King : Je ne sais pas. Nous avons toujours répondu honnêtement à toutes les questions qu’on nous pose. La seule différence est que, depuis quelques années, nous acceptons les interviews dans des médias visuels. Avant, nous ne faisions que les médias écrits. Personnellement, je n’aime pas beaucoup les interviews filmées, peut-être devrais-je arrêter de les faire. Généralement, elles se révèlent de toute façon creuses et insignifiantes. Je m’en fiche si les gens me voient moi ou Gaahl différemment juste parce qu’on apparaît sans corpse paint à la télévision. Il faut avoir 14 ans et être stupide pour penser qu’on vit dans une grotte et qu’on sacrifie quotidiennement des vierges dans la forêt.

M : Bon, cette interview touche à sa fin. Quel serait ton vœu le plus cher concernant l’avenir de Gorgoroth ?

King : Pour le moment, mon désir est de m’investir dans ce qu’est réellement Gorgoroth : créer des albums et jouer des concerts sans aucune interférence de choses sans importance comme des procès, etc.

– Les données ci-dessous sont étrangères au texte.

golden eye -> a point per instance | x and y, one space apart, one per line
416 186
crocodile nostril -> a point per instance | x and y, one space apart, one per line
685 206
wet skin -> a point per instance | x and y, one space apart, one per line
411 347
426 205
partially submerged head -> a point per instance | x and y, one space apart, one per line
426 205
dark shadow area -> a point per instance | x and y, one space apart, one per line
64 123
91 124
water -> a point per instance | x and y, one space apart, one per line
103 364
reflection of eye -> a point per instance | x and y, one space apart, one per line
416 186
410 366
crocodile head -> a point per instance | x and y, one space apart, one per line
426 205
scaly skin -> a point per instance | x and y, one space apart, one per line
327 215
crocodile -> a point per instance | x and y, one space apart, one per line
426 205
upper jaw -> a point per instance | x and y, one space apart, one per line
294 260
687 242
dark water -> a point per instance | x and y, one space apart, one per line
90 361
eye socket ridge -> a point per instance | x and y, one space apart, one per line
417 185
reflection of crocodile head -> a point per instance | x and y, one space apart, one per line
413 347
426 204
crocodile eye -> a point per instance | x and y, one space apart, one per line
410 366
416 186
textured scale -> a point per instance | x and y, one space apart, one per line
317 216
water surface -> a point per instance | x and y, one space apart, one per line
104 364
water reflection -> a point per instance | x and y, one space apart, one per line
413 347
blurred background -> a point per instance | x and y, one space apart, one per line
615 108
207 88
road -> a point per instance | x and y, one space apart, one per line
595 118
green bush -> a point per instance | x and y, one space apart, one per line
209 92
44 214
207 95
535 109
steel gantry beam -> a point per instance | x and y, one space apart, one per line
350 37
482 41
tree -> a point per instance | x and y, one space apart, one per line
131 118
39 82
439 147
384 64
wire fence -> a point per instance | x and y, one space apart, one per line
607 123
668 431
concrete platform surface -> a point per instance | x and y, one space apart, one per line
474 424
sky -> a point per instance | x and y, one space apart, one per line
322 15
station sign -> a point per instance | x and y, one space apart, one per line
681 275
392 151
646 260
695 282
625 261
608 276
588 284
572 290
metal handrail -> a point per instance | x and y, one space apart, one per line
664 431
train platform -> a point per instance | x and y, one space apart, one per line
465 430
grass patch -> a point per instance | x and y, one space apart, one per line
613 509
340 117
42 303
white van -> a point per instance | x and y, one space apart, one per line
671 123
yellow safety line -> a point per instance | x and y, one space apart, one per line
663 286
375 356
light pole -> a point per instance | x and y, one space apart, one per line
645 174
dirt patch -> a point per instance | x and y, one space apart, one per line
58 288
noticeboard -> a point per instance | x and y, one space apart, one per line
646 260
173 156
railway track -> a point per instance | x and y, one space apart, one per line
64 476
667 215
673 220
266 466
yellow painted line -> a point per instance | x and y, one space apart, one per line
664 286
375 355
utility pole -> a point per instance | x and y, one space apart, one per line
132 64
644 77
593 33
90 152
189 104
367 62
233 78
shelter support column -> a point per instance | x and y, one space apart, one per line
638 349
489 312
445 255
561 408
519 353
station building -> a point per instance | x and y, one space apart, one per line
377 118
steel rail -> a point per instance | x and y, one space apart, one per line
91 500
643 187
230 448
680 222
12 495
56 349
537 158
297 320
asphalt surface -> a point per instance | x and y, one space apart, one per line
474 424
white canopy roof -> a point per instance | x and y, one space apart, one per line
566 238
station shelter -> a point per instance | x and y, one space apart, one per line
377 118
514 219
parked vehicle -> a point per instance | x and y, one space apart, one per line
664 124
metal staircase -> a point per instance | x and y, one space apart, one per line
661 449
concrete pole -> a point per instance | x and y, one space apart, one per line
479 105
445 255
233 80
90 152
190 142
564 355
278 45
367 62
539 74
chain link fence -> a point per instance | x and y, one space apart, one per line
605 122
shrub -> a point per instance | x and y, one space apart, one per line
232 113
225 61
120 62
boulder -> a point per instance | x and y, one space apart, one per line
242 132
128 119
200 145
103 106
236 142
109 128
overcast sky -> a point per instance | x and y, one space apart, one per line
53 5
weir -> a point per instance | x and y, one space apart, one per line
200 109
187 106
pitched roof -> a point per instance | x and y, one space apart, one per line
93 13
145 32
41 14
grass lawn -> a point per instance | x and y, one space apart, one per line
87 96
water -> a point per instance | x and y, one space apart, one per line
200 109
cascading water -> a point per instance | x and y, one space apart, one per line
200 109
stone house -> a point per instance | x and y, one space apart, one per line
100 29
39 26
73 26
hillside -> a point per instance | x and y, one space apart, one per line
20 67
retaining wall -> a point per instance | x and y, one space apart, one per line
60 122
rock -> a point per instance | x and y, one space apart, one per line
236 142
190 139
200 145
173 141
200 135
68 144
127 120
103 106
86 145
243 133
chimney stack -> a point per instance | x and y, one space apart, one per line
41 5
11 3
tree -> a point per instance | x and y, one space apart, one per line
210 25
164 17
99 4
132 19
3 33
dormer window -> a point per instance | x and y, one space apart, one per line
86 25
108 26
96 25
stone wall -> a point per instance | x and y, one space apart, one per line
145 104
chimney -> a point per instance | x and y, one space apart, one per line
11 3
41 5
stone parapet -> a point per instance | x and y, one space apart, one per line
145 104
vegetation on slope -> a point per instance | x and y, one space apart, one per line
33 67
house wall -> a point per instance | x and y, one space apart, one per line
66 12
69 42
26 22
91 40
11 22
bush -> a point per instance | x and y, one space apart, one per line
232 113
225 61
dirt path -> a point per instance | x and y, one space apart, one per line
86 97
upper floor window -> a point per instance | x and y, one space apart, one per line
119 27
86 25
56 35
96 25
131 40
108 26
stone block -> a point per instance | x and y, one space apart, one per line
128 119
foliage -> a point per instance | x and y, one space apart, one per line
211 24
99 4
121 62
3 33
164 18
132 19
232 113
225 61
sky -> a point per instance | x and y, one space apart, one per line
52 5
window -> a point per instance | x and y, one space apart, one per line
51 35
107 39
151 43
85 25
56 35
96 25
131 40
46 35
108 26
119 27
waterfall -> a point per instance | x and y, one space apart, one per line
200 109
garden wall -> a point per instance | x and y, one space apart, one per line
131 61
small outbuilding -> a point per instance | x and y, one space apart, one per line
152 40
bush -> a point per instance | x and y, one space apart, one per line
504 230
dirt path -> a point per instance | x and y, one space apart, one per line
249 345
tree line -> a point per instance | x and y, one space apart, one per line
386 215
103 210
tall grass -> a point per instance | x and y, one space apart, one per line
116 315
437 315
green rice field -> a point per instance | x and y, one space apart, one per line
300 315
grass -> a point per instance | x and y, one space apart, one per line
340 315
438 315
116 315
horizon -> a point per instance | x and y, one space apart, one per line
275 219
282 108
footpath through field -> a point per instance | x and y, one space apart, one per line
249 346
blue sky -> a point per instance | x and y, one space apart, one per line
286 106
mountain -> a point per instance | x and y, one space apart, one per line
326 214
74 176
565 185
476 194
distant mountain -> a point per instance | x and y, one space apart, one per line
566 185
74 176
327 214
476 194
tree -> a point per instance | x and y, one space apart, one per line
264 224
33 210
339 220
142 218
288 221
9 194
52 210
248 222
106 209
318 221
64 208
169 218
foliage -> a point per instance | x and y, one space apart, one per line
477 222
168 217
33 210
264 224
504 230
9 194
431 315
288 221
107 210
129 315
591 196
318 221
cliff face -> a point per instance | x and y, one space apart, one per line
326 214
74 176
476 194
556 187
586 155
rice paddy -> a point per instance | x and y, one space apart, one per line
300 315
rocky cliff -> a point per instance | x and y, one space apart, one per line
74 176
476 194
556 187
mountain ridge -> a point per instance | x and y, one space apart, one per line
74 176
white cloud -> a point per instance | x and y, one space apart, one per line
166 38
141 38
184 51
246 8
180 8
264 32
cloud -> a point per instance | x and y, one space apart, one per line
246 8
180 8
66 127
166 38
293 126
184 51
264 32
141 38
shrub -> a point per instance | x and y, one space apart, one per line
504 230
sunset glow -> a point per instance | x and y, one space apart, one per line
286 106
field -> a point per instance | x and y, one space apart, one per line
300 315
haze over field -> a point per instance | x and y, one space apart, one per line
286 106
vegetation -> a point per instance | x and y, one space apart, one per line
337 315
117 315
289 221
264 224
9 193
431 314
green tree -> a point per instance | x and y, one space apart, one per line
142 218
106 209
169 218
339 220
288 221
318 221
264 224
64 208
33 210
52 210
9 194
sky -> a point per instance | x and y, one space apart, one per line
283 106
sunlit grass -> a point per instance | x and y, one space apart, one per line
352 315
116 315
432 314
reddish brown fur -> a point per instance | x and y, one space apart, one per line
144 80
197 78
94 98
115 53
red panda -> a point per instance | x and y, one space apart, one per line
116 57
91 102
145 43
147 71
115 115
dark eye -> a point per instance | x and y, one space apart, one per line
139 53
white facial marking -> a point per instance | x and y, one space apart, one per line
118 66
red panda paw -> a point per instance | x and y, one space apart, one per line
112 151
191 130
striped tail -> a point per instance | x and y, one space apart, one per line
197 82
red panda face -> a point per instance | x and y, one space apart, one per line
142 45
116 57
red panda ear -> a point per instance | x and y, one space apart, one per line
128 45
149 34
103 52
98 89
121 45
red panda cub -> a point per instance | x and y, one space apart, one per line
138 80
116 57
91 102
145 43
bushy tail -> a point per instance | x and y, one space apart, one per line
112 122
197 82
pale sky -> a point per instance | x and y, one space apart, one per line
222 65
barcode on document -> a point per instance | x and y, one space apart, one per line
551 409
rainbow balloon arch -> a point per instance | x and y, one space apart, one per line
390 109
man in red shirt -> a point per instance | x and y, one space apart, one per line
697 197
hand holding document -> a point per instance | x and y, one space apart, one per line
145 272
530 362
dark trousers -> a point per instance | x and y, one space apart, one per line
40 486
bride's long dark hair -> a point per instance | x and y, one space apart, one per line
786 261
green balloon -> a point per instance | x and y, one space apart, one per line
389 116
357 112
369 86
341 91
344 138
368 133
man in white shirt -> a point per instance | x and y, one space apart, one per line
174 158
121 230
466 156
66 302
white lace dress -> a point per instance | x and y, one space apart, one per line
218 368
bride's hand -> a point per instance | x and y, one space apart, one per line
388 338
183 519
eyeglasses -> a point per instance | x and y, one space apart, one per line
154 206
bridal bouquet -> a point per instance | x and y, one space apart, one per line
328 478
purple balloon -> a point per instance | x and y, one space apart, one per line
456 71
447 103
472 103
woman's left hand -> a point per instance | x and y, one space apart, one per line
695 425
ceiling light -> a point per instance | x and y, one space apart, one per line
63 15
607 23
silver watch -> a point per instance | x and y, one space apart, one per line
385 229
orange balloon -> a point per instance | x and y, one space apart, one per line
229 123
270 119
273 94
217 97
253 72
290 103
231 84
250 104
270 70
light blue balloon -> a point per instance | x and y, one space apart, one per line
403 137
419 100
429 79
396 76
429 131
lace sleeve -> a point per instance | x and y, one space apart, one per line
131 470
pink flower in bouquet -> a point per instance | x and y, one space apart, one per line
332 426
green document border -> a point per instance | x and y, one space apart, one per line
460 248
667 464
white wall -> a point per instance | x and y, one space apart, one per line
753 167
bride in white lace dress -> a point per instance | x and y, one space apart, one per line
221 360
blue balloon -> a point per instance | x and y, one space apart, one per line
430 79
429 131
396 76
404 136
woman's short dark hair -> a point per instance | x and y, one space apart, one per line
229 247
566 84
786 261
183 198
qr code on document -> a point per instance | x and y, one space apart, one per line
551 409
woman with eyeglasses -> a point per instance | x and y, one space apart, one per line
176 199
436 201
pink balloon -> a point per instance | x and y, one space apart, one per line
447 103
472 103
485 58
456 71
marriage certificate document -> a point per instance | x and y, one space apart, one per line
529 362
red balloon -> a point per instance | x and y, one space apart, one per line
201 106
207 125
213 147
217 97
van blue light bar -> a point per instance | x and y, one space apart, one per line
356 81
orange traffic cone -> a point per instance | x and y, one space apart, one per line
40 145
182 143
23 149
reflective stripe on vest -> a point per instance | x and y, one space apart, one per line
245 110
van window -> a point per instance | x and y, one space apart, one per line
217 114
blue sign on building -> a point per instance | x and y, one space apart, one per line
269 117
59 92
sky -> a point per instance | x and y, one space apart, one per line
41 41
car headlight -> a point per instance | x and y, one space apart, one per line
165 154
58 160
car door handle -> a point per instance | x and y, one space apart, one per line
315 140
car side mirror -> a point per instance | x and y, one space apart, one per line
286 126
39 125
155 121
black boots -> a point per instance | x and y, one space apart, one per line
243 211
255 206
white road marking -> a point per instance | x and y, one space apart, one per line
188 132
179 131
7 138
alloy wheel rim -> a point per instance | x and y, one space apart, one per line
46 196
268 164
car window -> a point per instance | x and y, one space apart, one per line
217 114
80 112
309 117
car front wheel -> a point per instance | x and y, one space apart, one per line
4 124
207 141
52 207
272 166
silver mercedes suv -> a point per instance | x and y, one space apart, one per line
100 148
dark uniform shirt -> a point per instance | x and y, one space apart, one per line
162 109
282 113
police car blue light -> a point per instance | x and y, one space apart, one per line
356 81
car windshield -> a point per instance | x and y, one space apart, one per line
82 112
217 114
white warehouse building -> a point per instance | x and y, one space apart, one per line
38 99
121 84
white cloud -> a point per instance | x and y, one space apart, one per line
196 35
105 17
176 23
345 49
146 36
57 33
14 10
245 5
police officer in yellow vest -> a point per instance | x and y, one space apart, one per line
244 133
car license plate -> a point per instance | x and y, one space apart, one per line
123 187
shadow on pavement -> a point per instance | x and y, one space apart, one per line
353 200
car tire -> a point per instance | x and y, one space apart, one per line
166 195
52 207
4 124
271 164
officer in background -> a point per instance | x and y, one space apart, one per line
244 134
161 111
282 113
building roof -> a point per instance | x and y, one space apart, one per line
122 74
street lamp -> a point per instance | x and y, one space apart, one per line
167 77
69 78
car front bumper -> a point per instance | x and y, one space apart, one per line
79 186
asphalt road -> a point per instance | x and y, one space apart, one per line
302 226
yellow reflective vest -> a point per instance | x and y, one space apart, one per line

M : Dernière question : quel est ton top-3 des albums de tout temps ?

King : Je n’ai pas de top-3 des albums de tout temps. Je déteste globalement ce genre de listes.

M : Merci beaucoup pour ton temps, King. Je te fais confiance, je sais que le prochain album qui sortira sera une fois encore énormissime, et je suis très impatient ! J’espère que toutes ces histoires judiciaires seront bientôt finies… Je te laisse le mot de la fin !

King : Heil Satan !! Ave Satan !! Rege Satan !!!